Swollen paws can be a result of several different causes, which can make determining the best treatment route difficult. When your cat is suffering from a swollen paw, should you make an appointment with your veterinarian or wait it out?
Don't Give Your Cat Medication
Never give any over-the-counter or unused portions of prescriptions to your pet without consulting your veterinarian first. For additional information on aspirin and Tylenol®, please see the Veterinary Q & A: Aspirin article.
Common Causes of Swollen Paws
Soft tissue swelling could mean a few things: insect bite or sting, infection and abscessation, or blunt tissue damage. The first question to ask: is the paw painful?
A bee sting can produce swelling very quickly, but it usually isn't too painful. (Cats are generally more prone to getting insect bites/stings on their paws from batting at bugs, whereas dogs typically get swollen lips from trying to snap at the bugs.) This is an allergic type of reaction, and if it doesn't get infected, will go down in 24 hours or less. Your veterinarian can administer or recommend medications to help reduce swelling and stop the allergic reaction.
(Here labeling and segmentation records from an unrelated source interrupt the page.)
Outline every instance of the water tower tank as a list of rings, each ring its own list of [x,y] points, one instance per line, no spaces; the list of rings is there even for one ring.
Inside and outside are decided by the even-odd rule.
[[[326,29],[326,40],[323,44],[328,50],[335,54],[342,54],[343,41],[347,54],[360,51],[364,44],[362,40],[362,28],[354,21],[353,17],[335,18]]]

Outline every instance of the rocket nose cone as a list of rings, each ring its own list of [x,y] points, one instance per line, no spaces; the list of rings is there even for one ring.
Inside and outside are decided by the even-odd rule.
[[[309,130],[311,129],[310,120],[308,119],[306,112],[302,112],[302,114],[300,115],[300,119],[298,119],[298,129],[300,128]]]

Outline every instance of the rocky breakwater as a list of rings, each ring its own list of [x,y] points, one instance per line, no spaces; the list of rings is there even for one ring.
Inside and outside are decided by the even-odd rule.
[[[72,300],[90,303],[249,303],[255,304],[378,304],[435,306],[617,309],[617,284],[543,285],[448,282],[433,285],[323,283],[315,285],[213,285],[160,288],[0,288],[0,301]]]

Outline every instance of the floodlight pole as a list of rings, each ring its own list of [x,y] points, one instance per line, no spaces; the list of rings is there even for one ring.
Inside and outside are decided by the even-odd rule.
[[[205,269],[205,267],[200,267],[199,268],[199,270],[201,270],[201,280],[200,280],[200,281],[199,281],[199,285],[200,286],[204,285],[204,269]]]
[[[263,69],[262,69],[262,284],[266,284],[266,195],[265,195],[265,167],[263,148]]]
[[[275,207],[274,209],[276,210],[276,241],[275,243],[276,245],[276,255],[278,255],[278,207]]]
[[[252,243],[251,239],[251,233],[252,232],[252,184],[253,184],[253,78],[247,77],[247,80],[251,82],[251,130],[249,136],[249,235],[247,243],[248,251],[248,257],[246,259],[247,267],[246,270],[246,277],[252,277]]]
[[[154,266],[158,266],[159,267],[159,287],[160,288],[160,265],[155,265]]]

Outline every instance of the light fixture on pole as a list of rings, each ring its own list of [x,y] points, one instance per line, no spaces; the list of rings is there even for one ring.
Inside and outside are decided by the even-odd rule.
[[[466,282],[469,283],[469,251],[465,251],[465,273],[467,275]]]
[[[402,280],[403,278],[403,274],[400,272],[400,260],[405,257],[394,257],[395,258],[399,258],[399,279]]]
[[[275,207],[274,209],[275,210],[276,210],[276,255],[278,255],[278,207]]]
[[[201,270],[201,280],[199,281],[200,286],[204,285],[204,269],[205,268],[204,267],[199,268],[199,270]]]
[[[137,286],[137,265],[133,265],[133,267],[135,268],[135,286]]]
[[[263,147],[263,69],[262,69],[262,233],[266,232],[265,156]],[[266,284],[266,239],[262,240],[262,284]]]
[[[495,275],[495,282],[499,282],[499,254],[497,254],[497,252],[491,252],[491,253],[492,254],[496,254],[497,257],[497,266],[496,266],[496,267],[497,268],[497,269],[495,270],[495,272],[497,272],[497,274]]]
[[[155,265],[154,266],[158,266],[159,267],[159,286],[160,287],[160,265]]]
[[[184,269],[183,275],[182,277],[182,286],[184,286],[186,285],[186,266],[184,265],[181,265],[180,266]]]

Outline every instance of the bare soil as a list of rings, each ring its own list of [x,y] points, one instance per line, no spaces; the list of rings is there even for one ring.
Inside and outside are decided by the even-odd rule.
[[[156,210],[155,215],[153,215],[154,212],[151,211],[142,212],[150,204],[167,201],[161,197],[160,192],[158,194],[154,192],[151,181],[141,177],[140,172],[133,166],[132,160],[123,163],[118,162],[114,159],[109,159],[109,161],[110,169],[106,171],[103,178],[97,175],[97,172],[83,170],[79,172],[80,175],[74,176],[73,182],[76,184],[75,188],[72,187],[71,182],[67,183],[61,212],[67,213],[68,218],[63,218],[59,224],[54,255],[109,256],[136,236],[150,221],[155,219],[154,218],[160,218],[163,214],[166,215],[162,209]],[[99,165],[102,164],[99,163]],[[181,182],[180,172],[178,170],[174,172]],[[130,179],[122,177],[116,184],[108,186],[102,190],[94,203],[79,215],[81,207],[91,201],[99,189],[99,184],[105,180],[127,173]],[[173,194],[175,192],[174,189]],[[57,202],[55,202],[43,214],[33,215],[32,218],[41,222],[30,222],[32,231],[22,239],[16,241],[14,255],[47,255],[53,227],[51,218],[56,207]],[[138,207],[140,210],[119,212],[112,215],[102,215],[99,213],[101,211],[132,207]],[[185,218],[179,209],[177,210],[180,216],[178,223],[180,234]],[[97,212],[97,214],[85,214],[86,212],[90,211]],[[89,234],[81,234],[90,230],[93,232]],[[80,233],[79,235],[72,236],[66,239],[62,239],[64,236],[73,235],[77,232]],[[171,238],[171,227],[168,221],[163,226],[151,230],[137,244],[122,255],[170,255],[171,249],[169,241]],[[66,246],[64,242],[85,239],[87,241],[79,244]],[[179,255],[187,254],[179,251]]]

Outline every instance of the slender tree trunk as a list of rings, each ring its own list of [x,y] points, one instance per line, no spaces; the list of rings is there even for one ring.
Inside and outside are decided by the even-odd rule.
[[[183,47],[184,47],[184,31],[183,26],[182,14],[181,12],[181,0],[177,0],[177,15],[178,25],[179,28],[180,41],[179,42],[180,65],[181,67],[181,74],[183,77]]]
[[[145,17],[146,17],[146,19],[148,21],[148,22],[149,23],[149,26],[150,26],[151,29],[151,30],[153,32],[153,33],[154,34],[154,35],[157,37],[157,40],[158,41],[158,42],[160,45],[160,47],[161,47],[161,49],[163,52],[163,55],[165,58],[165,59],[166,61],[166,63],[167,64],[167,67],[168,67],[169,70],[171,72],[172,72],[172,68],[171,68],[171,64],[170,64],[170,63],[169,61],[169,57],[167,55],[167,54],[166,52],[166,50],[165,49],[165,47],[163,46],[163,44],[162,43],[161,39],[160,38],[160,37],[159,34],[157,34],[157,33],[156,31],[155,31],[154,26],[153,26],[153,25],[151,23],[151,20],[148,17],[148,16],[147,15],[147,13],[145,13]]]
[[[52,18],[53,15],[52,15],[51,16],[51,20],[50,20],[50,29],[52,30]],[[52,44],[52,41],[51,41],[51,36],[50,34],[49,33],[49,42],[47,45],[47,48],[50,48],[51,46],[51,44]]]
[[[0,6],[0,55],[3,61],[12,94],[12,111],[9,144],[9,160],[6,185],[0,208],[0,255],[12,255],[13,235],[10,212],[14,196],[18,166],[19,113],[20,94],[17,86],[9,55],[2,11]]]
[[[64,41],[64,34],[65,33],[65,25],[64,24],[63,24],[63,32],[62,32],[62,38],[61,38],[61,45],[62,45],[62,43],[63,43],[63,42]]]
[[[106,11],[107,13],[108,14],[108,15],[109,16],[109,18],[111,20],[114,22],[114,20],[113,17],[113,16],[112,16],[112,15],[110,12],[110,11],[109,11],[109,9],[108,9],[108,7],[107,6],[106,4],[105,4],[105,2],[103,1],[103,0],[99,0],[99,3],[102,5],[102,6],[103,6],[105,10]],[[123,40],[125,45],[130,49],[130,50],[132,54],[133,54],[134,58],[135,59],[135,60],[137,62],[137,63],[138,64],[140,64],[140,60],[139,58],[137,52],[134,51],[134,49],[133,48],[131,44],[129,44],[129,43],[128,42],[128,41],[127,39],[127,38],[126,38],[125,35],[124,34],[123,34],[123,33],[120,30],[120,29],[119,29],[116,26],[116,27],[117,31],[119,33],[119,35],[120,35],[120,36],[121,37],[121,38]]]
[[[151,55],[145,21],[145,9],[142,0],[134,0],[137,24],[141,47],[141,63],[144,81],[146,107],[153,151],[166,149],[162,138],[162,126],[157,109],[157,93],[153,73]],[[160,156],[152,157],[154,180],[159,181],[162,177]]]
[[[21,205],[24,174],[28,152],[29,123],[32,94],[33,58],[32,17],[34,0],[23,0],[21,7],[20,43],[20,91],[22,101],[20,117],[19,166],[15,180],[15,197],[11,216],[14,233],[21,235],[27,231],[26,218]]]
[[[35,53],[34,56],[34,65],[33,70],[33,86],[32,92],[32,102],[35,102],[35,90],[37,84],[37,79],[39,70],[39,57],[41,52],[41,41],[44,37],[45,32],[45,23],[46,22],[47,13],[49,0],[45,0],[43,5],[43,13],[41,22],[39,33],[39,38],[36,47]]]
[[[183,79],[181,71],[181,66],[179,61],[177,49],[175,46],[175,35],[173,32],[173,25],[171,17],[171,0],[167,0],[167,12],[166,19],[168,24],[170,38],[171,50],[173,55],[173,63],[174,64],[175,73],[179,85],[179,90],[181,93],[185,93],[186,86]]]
Other bites/stings, such as those from spiders, scorpions or other insects can produce painful, nasty swellings with tissue necrosis (death).
It is wise to call your veterinarian as soon as you notice any swelling on the paws or elsewhere.
Punctures, bites, and other tissue trauma can also produce large swellings that are infected (pus-filled). These swellings are often are painful, depending on what stage of infection. Definitely give your veterinarian a call as soon as possible -- medications to treat each condition are different, and if untreated, can get considerably worse in a short time.
Please note: this article has been provided for informational purposes only. If your pet is showing any signs of illness, please consult a veterinarian as quickly as possible.